Contractor Charged with Rigging Iraq Development Bidding
Philip H. Bloom, head of Global Business Group, has been indicted for fraudulent bidding on government contracts for rebuilding Iraq.
The U.S. Justice Department filed the first criminal charges against an American contractor involved in Iraq’s reconstruction. Philip H. Bloom, 65, funneled at least $693,000 in bribes and kickbacks through bank accounts in Iraq, Switzerland, Romania and the Netherlands over the year through January 2005, according to court documents filed yesterday. The money then went to at least two unnamed U.S. government officials and their spouses in exchange for reconstruction work valued at over $3.5 million, the documents show.
Bloom appeared in U.S. District Court in Washington where the papers were filed, marking the first charges brought as a result of audits and follow-up probes by Special Inspector General Stuart Bowen. The office was established by Congress in late 2003 to oversee the spending of almost $30 billion in appropriated U.S. tax dollars and a separate Development Fund for Iraq that’s controlled by the Iraqi government. Bloom’s firms were paid out of the Development Fund.
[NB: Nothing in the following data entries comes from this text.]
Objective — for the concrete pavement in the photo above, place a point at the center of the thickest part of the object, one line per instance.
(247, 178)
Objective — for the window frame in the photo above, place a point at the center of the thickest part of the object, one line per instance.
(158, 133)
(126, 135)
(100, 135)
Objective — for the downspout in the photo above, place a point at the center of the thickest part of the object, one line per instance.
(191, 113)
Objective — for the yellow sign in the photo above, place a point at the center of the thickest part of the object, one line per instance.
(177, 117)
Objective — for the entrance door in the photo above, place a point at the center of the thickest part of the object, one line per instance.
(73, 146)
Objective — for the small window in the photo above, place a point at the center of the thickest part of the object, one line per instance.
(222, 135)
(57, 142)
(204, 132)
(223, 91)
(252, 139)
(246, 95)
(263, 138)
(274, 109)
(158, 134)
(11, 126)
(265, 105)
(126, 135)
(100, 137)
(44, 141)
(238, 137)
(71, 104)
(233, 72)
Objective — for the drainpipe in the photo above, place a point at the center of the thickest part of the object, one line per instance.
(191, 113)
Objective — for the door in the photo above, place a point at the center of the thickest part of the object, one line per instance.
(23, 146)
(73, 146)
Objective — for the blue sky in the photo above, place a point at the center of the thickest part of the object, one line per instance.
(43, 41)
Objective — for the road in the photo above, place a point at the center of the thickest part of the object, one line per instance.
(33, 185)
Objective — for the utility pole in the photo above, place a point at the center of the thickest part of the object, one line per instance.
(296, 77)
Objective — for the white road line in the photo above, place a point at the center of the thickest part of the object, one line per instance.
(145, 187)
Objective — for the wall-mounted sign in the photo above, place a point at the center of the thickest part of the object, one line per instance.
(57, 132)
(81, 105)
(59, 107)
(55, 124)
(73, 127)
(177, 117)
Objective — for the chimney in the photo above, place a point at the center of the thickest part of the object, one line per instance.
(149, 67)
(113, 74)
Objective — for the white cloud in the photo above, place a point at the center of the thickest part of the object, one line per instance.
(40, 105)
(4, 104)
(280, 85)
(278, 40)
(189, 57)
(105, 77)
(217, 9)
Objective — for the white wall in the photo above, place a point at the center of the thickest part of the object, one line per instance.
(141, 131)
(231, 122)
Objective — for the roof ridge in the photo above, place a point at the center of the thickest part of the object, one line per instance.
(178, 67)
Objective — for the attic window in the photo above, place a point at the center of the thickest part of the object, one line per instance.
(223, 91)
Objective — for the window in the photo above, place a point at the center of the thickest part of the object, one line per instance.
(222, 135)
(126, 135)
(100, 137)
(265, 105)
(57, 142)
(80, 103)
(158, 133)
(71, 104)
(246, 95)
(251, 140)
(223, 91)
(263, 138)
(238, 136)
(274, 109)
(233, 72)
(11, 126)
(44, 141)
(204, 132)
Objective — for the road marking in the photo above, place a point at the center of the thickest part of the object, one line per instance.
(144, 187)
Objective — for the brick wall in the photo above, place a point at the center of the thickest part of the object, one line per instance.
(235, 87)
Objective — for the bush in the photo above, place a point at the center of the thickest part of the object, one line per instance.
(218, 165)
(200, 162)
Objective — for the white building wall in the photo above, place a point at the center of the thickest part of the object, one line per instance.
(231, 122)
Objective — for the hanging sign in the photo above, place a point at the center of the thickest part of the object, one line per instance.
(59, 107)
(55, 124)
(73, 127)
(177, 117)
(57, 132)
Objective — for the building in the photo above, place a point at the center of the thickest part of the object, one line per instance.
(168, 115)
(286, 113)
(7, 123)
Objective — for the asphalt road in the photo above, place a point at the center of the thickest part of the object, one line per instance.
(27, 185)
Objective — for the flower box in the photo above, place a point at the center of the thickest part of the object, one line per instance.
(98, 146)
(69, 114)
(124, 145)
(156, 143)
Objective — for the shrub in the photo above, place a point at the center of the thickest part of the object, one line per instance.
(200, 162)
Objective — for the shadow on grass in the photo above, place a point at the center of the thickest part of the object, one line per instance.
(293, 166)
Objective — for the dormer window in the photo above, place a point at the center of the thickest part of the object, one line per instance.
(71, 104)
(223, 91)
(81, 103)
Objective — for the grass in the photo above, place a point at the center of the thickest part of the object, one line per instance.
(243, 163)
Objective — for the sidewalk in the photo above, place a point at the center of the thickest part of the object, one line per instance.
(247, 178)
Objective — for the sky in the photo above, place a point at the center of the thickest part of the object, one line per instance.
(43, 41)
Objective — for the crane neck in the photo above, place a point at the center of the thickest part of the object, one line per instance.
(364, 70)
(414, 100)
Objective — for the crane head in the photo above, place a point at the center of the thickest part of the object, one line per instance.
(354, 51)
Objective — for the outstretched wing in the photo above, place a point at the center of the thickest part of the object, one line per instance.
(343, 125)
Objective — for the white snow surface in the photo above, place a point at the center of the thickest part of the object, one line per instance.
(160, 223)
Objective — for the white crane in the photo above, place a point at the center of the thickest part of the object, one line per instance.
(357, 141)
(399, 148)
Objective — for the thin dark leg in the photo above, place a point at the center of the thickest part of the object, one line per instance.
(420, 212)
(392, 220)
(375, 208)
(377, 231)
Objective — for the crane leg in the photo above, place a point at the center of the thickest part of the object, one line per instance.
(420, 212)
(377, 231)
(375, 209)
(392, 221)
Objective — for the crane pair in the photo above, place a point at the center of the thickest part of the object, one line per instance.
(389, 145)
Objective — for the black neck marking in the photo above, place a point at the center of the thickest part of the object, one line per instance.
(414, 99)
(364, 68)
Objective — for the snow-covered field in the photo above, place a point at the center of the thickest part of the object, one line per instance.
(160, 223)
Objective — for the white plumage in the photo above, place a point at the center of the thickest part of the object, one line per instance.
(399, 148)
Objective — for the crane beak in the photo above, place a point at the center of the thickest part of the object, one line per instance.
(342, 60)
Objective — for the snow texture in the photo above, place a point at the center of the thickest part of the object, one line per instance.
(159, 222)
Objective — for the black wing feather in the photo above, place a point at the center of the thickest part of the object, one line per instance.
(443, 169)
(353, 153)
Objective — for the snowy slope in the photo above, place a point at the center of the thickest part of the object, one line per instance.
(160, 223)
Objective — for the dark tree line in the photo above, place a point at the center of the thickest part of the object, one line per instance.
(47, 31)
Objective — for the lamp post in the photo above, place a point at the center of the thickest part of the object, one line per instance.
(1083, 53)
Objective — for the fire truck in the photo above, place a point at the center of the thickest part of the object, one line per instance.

“This is the first case and there will be more,” said Bowen’s spokesman James Mitchell. The case was the result of a joint task force of agents with the Inspector General, Treasury Department and Department of Homeland Security, he said. “Bloom conspired with U.S. government contract employees and military officials to obtain fraudulently government contracts which were awarded for the reconstruction and stabilization of Iraq,” wrote Inspector General Special Agent Patrick McKenna in an affidavit filed with the federal court.
Bloom’s firms did business as Global Business Group, GBG Holdings and GBG-Logistics Division, the affidavit said. “The investigation has revealed that contracts were awarded to businesses controlled by Bloom through a rigged bidding process, that work was ordered by certain of Bloom’s co- conspirators and that such contracts were authorized for payment in some cases without any performance of the contracts by Bloom’s companies,” McKenna wrote.
One of the “co-conspirators” is identified as a public official performing as comptroller and funding office for the now defunct Coalition Provisional Authority’s South Central Iraq region. This official “rigged” the contract awards through the creation of fake, excessively high bids that justified the awards to Bloom’s companies’ “low bids,” McKenna wrote.
It’s about time for a crackdown on this front.